At an Aug. 29 meeting, The Woodlands Township Board rescinded funding for a proposal to build a transit center next to the Cynthia Woods Mitchell Pavilion.
The proposal, which includes a parking garage and a hub for buses and trolley service, is tabled until after the November township board elections, said Mike Bass, member of the board of directors and Woodlands Road Utility District member.
“Over two years ago we recognized that with the growth in residents, visitors and those working in the Town Center and Hughes Landing were—and are—facing a significant parking and mobility issue similar to other very dense urban areas,” Bass said.
Two years ago the township initiated a transit study to examine how to alleviate the mobility problems near Town Center.
“The general conclusion was there is a congestion problem that will only get worse,” Bass said.
Two designs were developed for the transit center. One includes a roundabout for trolleys for $7 million, Bass said. The other design would cost $5.2 million.
Township Board member John McMullan said taxpayers are not asking for the transit center.
“We’re in a new economic climate,” he said. “Residents with fixed incomes are worried about being taxed out of their houses. Now is not the time to make a very large expenditure on a new transit program entirely within Town Center.”
Bass said once the township uses the hotel occupancy tax revenue to fund the Convention and Visitors Bureau, there is $1.7 million left over in the fiscal year 2015-16 budget. Some funds could be allocated to bus transit, which would run every six to eight minutes, compared with the 20-30 minute trolley schedule.

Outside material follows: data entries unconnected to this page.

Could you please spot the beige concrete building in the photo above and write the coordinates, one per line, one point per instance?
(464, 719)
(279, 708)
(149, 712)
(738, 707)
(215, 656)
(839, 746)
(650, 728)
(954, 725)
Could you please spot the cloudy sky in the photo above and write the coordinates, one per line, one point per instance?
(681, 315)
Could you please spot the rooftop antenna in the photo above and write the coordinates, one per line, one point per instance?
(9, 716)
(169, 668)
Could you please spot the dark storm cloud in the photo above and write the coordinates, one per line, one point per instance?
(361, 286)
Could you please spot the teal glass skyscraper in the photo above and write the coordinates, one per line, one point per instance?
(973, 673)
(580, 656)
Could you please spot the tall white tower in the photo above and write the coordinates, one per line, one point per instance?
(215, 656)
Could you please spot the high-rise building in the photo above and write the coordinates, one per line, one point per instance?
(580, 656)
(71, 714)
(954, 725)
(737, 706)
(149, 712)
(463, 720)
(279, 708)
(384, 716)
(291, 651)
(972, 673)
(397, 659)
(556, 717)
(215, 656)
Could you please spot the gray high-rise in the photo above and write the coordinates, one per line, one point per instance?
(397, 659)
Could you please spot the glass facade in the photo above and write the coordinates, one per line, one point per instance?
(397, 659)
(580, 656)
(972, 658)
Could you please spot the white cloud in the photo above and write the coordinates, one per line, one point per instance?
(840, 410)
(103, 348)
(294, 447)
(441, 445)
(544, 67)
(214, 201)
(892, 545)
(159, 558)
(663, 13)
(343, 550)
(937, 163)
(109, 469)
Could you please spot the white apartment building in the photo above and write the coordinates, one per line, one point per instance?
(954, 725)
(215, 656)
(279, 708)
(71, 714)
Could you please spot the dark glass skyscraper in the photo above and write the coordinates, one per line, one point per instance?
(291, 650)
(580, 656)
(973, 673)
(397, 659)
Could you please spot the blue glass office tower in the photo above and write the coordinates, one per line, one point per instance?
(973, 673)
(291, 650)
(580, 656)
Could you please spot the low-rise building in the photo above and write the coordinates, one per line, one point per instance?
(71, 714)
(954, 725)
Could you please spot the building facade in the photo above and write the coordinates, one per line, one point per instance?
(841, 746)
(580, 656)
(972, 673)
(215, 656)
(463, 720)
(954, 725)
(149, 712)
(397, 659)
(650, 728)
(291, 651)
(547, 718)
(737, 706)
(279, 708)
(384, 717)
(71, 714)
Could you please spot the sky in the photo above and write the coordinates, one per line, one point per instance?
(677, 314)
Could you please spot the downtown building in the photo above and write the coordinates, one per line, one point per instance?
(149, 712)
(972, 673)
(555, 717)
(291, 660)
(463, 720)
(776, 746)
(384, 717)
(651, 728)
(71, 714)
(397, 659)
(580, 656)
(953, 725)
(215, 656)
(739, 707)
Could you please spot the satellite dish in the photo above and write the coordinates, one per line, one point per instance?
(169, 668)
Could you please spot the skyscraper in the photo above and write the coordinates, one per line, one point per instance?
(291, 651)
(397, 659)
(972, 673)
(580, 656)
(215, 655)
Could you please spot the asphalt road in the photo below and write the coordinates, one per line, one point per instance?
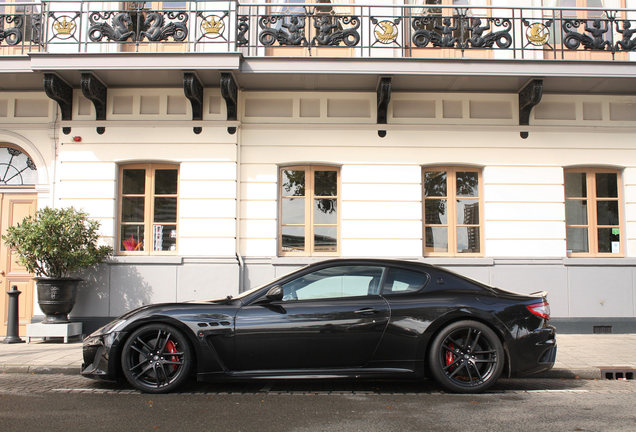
(72, 403)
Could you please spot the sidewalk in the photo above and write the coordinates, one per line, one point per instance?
(579, 356)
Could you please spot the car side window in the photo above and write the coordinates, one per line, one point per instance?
(335, 282)
(401, 281)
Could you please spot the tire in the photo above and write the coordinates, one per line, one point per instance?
(156, 358)
(466, 357)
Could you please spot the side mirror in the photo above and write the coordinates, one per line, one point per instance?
(275, 293)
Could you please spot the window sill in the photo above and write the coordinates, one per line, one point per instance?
(146, 259)
(596, 261)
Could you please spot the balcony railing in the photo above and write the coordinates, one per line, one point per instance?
(318, 29)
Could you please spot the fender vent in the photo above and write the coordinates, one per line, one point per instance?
(621, 374)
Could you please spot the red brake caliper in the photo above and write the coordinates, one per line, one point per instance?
(449, 357)
(170, 346)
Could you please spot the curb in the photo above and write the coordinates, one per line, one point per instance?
(41, 370)
(588, 374)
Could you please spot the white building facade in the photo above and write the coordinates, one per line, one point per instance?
(491, 144)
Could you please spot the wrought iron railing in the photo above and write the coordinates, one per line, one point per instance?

McMullan said the 278 parking spaces being proposed in the transit center would only be in addition to a nearby parking garage, which is often empty.
“It is so out of touch to try to spend money on an experimental program,” McMullan said.
Township Board Director Gordy Bunch said he does not foresee a need for the transit center. He said there is already plentiful parking in the area—at The Woodlands Marriott Waterway and Convention Center.
“Now that we know that there is already a private-sector solution to the Town Center parking, it makes no sense to build a parking garage next to an existing empty parking garage,” he said.
Bass said the 2,300 people who live in Hughes Landing are adding gridlock to an already congested area.
He said the concern with the population in Hughes Landing is that residents add to traffic woes when they need to visit Town Center.
“If the congestion becomes a bigger issue, we run the risk of negatively impacting sales tax revenue and job growth,” Bass said.
The transit study will be presented again to the board in January, he said.
“Now we have to go back to convince them that we’re not blowing smoke,” Bass said. “In 2016 we have enough hotel tax monies that are more than adequate to fund the transit activities in the Town Center. We don’t want to come back to the board until we know who the board is.”